Here’s a valuable rule to follow: if Leland Yeager wrote it, it’s worth reading – and reading carefully. And even though Leland will celebrate his 90th birthday in just four months, he’s still going strong. Here’s his review of Thomas Piketty’s Capital in the Twenty-First Century. (HT Scott Eden) A slice:
One might expect concern about inequality to include concern about further concentration of resources and power in the state. However, Piketty does not expect his more drastic and broad-based progressive taxes to raise much more revenue. Nor, perhaps inconsistently with not expecting this, does he worry about damaging incentives to work and innovate. Possibly he agrees with John Stuart Mill in thinking that the distribution of wealth can be separated from its production. Possibly, like José Ortega y Gasset’s Mass Man (The Revolt of the Masses, 1930), he regards the wonders of modern industrial civilization as automatically existing, like facts of nature.
I offer only one small amendment to Leland’s excellent review. The first sentence of the paragraph immediately preceding the passage quoted above reads: “Nowhere, as far as I noticed, and to his credit, does Piketty blame inequality for economic crises and depressions or commit the crude Keynesianism of recommending redistribution to raise the propensity to consume.”
Uncharacteristically, Leland missed this passage from page 297 of Piketty’s volume (footnote excluded):
Is it possible that the increase of inequality in the United States helped to trigger the financial crisis of 2008? Given the fact that the share of the upper decile in U.S. national income peaked twice in the past century, once in 1928 (on the eve of the crash of 1929) and again in 2007 (on the eve of the crash of 2008), the question is difficult to avoid.
In my view, there is absolutely no doubt that the increase in inequality in the United States contributed to the nation’s financial instability. The reason is simple: one consequence of increasing inequality was virtual stagnation of the purchasing power of the lower and middle classes in the United States, which inevitably made it more likely that modest households would take on debt, especially since unscrupulous banks and financial intermediaries, freed from regulation and eager to earn good yields on the enormous savings injected into the system by the well-to-do, offered credit on increasingly generous terms.

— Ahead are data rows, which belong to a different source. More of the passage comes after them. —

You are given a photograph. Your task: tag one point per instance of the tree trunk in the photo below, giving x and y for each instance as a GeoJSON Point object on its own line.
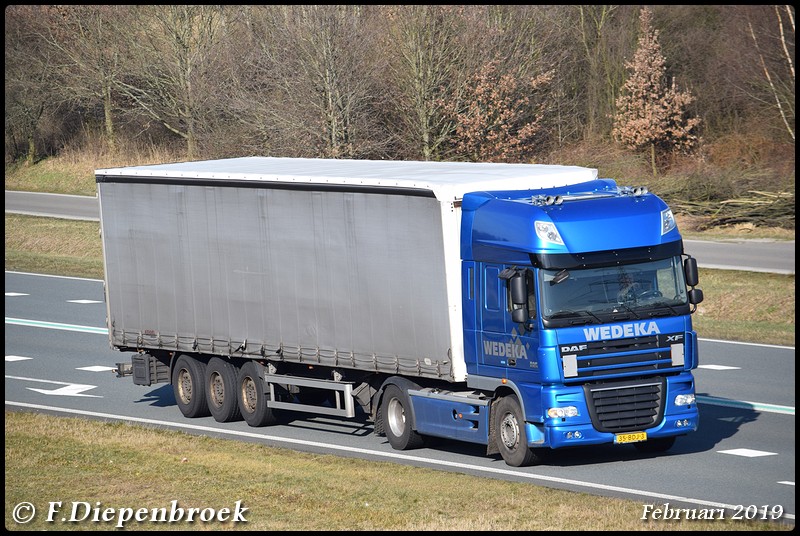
{"type": "Point", "coordinates": [653, 158]}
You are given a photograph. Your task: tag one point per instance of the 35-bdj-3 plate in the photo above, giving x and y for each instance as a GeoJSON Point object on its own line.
{"type": "Point", "coordinates": [632, 437]}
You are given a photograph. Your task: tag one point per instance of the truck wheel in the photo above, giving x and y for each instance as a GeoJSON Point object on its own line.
{"type": "Point", "coordinates": [221, 390]}
{"type": "Point", "coordinates": [253, 397]}
{"type": "Point", "coordinates": [188, 384]}
{"type": "Point", "coordinates": [396, 408]}
{"type": "Point", "coordinates": [659, 444]}
{"type": "Point", "coordinates": [512, 439]}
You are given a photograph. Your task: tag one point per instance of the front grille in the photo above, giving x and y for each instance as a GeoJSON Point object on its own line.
{"type": "Point", "coordinates": [606, 359]}
{"type": "Point", "coordinates": [626, 406]}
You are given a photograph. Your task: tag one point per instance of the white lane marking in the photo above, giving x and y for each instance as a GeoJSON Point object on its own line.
{"type": "Point", "coordinates": [56, 325]}
{"type": "Point", "coordinates": [395, 455]}
{"type": "Point", "coordinates": [68, 389]}
{"type": "Point", "coordinates": [10, 358]}
{"type": "Point", "coordinates": [745, 404]}
{"type": "Point", "coordinates": [748, 453]}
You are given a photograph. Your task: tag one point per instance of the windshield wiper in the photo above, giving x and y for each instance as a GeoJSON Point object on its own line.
{"type": "Point", "coordinates": [665, 309]}
{"type": "Point", "coordinates": [631, 311]}
{"type": "Point", "coordinates": [584, 316]}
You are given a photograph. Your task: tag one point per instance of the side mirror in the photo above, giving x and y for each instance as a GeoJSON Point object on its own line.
{"type": "Point", "coordinates": [519, 315]}
{"type": "Point", "coordinates": [695, 296]}
{"type": "Point", "coordinates": [690, 271]}
{"type": "Point", "coordinates": [519, 290]}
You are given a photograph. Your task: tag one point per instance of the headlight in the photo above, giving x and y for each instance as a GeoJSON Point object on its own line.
{"type": "Point", "coordinates": [547, 231]}
{"type": "Point", "coordinates": [561, 413]}
{"type": "Point", "coordinates": [667, 221]}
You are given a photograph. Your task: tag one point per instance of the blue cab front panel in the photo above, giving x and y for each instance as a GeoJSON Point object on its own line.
{"type": "Point", "coordinates": [578, 366]}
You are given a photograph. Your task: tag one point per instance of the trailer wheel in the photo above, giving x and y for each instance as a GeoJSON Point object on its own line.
{"type": "Point", "coordinates": [221, 390]}
{"type": "Point", "coordinates": [512, 439]}
{"type": "Point", "coordinates": [396, 408]}
{"type": "Point", "coordinates": [252, 397]}
{"type": "Point", "coordinates": [188, 385]}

This one passage from Piketty’s book – in addition to being factually wrong about the purchasing power of lower- and middle-class Americans (In fact, it did not stagnate.), and in addition to revealing Piketty’s fixed-pie notion of wealth (In fact, increasing income inequality in a market economy does not imply, or even suggest, that impressive income growth for the rich causes income growth for poor and middle-income folk to stagnate.) – is a nest of poor economic reasoning. See how many of these flaws you can pick out.